Уинстон проснулся в слезах. Джулия сонно к нему прильнула и невнятно пробормотала:

– Что с тобой?

– Мне приснилось… – начал он и умолк, не в силах облечь чувства в слова. Сон всколыхнул в нем воспоминание, всплывшее в сознании через несколько секунд после пробуждения.

Уинстон лежал на спине с закрытыми глазами, переживая свой сон. Огромный, яркий сон, в котором перед ним расстилалась вся жизнь словно пейзаж летним вечером после дождя. Действие происходило внутри пресс-папье: поверхность стекла была небесным куполом, и все заливал чистый, мягкий свет, позволяющий видеть на необычайно большие расстояния. Весь сон занимало (по сути, из этого он и состоял) поведение матери Уинстона, а еще увиденное им тридцать лет спустя в фильме о войне поведение еврейской женщины, что пыталась укрыть маленького мальчика от пуль за миг до того, как очередь с вертолета разорвала обоих в куски.

– А знаешь, – сказал он, – я до сих пор был уверен, что убил свою мать!

– Зачем ты ее убил? – сонно прошептала Джулия.

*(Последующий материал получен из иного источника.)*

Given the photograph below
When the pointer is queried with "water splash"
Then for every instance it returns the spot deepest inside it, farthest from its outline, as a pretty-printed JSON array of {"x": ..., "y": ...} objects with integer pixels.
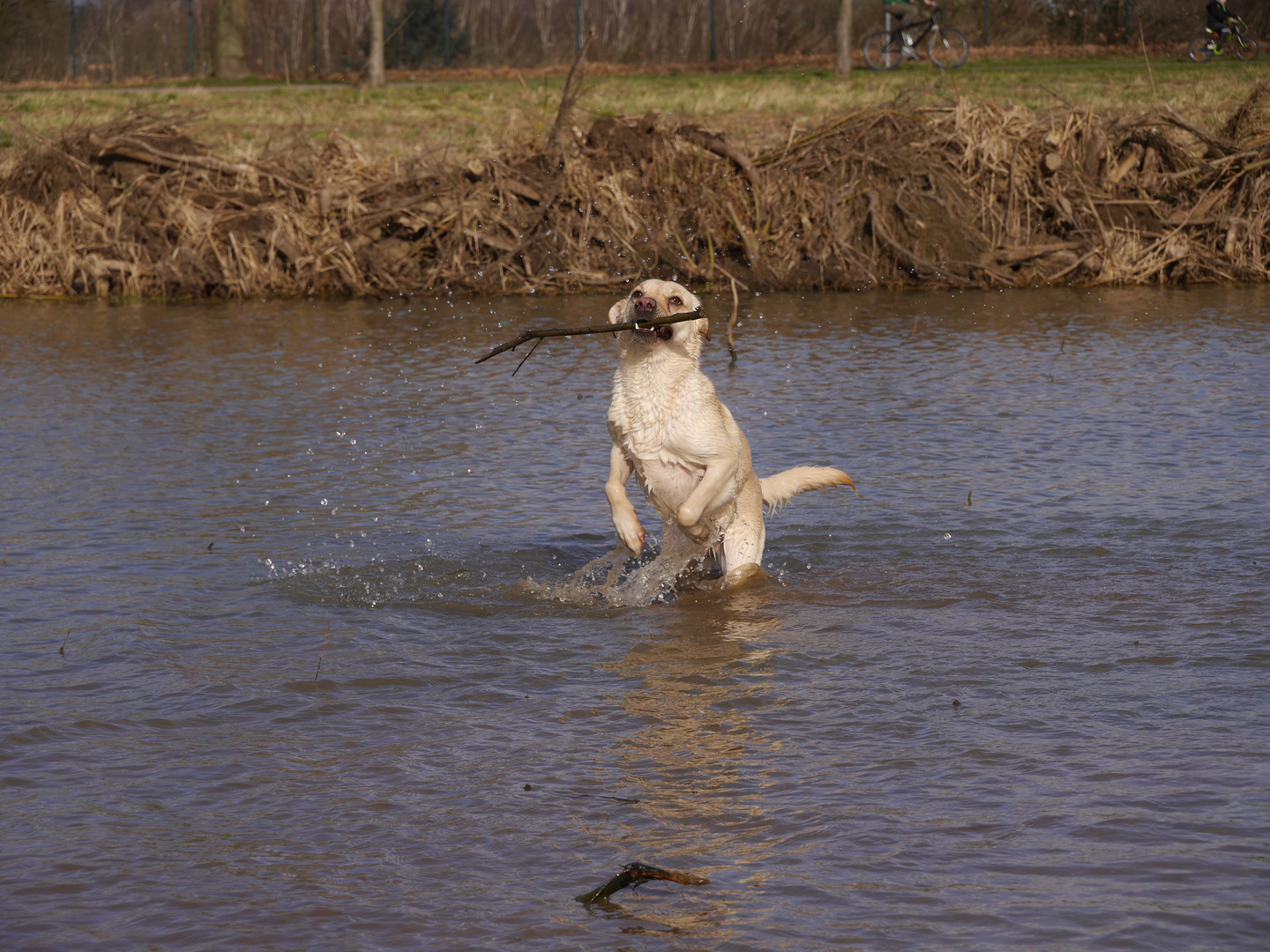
[{"x": 621, "y": 580}]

– Не убивал я ее. Не буквально.

Вспомнилось, как во сне видел маму в последний раз, вскоре после пробуждения в памяти всплыли все подробности. Эту память Уинстон гнал из своего сознания много лет. Точную дату он бы не назвал, хотя вряд ли ему было меньше десяти лет, возможно, даже двенадцать. К тому времени отец уже исчез, когда именно, Уинстон не помнил. Больше помнилась напряженная, тревожная обстановка тех дней: приступы паники из-за постоянных авианалетов и укрытие в подземке, повсюду руины, непонятные прокламации на углах улиц, бригады молодых людей в одинаковых рубашках, огромные очереди у булочных, громкая стрельба вдали… и самое главное, постоянное чувство голода. Целыми днями он вместе с другими мальчиками рылся в мусорных баках, выбирая капустные кочерыжки, картофельные очистки, порой даже черствые обгорелые корки, с которых они тщательно соскребали золу. Дети ждали на обочине, пока мимо проедут грузовики, везущие корм скоту, – на ухабах те подпрыгивали, и на дорогу иногда падал жмых.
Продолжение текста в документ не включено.